If we consider our elapsed time for scale of travel desired and our elapsed time for interstellar communications desired, we can calculate how long our FTL travel between two adjacent star systems should take on average.

Now zooming out a bit to look at the shape of an interstellar civilization composed of a collection of space based civilizations, a few questions spring to mind.  First, what differentiates one star system from another as far as desirability?  Probably a combination of stellar type, availability of easily accessible hydrogen, and asteroid belts - the more the merrier, perhaps small planets and/or moons might also be a bonus as a raw material source.  Beyond that location, location, location.  Of course that depends on the topography of our FTL mechanism.  While still zoomed out at this level, consider the ramifications of the FTL mechanism's topography on interstellar warfare as well.

I'll probably choose the Alderson point-ish Lares region type of Quantum Skip drive as the general FTL mechanism since a bit of time and effort has already gone into it.  It also has a somewhat more hard-sciencey technobabble behind it.  If the FTL points occur at roughly the 0.001 m/s^2 gravity gradient radius, that would put them around 2.5 AU from the sun in our solar system.  That also puts them at a reasonable distance for the average travel time target given realistic thrust levels of high delta-V reaction drives.  Now this assumes that the average interstellar tech level is a bit higher than normally found in Traveller, but given that is also a target criteria, we should be fine.

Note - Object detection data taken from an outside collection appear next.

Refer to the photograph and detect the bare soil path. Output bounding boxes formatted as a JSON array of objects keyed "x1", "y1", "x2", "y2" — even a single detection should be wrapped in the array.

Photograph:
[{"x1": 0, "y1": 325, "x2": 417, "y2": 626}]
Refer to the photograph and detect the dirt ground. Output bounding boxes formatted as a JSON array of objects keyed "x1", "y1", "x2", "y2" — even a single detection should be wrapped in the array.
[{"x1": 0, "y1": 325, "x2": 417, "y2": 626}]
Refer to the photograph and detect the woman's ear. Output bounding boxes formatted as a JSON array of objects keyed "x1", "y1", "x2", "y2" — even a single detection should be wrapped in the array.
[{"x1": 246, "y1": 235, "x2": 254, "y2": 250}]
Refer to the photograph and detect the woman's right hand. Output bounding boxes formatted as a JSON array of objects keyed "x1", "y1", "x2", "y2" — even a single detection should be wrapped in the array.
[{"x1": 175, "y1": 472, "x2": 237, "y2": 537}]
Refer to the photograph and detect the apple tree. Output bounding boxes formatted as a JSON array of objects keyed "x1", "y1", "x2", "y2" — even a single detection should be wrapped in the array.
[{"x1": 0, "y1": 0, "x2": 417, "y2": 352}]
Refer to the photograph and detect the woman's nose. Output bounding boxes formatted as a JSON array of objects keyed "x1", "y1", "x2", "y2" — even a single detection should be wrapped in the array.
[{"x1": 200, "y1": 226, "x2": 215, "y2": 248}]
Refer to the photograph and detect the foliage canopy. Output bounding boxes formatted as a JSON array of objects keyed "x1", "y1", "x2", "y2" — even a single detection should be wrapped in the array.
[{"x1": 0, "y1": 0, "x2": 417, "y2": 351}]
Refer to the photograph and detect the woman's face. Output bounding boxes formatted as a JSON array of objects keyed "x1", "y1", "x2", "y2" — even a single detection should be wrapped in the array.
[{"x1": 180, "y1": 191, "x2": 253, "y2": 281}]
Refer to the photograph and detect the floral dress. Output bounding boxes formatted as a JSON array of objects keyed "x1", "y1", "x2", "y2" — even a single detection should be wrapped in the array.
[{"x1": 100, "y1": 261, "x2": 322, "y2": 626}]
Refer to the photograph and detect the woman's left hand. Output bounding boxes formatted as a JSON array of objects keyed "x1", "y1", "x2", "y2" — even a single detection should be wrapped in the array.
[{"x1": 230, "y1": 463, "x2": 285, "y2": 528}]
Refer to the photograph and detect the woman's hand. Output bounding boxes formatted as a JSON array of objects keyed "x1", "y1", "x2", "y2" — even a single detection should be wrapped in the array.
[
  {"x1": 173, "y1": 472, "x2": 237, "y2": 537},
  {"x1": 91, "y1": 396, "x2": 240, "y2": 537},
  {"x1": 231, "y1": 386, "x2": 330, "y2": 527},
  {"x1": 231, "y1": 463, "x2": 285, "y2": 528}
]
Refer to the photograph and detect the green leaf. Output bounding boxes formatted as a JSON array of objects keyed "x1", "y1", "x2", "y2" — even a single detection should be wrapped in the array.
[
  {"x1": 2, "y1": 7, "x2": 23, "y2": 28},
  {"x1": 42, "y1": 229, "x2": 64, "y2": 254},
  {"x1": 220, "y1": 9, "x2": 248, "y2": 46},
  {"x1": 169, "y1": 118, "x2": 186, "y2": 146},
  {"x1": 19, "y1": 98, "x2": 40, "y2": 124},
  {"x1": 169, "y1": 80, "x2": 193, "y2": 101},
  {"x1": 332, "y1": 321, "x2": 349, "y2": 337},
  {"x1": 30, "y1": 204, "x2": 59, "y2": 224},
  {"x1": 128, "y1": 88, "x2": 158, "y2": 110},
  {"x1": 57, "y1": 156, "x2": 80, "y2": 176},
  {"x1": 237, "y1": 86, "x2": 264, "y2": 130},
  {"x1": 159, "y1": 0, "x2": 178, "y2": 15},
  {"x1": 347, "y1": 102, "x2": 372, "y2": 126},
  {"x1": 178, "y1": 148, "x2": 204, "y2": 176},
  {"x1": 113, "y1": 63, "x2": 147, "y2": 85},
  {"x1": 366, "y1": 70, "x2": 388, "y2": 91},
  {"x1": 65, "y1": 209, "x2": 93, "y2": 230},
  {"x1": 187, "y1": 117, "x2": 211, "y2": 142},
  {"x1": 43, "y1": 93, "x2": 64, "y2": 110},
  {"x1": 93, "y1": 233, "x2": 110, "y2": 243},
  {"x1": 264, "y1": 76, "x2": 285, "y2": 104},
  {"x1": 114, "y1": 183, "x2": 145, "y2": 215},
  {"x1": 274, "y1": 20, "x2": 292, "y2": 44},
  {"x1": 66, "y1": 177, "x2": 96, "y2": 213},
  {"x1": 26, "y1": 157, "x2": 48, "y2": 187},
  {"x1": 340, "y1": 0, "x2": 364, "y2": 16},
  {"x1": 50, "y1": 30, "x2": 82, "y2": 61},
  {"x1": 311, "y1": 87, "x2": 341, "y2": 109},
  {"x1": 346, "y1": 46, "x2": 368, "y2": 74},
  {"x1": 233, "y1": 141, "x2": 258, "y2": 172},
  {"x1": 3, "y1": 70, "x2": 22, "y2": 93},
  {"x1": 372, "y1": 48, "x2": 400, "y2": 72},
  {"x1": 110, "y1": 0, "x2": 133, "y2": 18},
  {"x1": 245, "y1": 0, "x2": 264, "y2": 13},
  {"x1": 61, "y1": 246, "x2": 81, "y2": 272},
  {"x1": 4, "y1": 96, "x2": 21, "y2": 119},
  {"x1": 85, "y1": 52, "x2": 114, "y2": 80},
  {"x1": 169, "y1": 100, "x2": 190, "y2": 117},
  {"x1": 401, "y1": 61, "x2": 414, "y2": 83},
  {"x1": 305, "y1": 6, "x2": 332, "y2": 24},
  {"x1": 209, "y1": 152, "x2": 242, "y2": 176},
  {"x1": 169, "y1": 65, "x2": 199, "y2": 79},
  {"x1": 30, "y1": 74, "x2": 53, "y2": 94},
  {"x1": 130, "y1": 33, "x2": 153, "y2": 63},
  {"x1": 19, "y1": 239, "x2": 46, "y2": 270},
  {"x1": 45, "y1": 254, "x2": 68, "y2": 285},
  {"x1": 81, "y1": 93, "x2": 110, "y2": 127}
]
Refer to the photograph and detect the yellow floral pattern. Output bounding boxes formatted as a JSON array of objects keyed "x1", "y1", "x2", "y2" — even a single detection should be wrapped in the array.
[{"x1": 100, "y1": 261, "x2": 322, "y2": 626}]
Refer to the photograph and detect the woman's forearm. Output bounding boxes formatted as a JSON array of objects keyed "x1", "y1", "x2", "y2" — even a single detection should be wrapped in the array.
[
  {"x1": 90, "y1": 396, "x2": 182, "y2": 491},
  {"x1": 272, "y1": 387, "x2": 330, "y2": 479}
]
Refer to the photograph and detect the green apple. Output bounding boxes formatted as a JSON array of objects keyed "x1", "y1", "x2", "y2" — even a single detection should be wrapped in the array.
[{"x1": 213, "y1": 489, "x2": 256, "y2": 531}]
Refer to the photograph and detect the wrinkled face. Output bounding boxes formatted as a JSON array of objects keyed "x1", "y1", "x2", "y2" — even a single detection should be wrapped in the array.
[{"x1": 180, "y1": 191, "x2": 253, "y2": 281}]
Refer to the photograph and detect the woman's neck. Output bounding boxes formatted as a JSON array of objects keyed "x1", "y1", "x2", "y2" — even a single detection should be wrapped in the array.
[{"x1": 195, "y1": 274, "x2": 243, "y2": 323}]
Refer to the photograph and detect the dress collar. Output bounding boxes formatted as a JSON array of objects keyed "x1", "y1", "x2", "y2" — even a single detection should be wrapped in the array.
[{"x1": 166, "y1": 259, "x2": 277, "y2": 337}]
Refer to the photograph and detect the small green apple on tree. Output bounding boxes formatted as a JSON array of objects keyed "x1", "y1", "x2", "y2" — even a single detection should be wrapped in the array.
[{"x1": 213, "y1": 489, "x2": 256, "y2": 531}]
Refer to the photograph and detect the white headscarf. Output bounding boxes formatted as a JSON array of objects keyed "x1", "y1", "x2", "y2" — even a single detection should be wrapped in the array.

One aspect of this setting is that it gives us a bit of a way out with regards to our reaction drives and our power plants.  We can sidestep most of the issues with magnetic bottle fusion and go to various forms of pulse mode antimatter initiated fusion. 

I'll have to take more time and consider the pluses and minuses with this idea further.  It seems to give a realistic hard scifi (with FTL exception) soap opera/RPG setting at the price of sacrificing the sacred cow of planetary based civilization.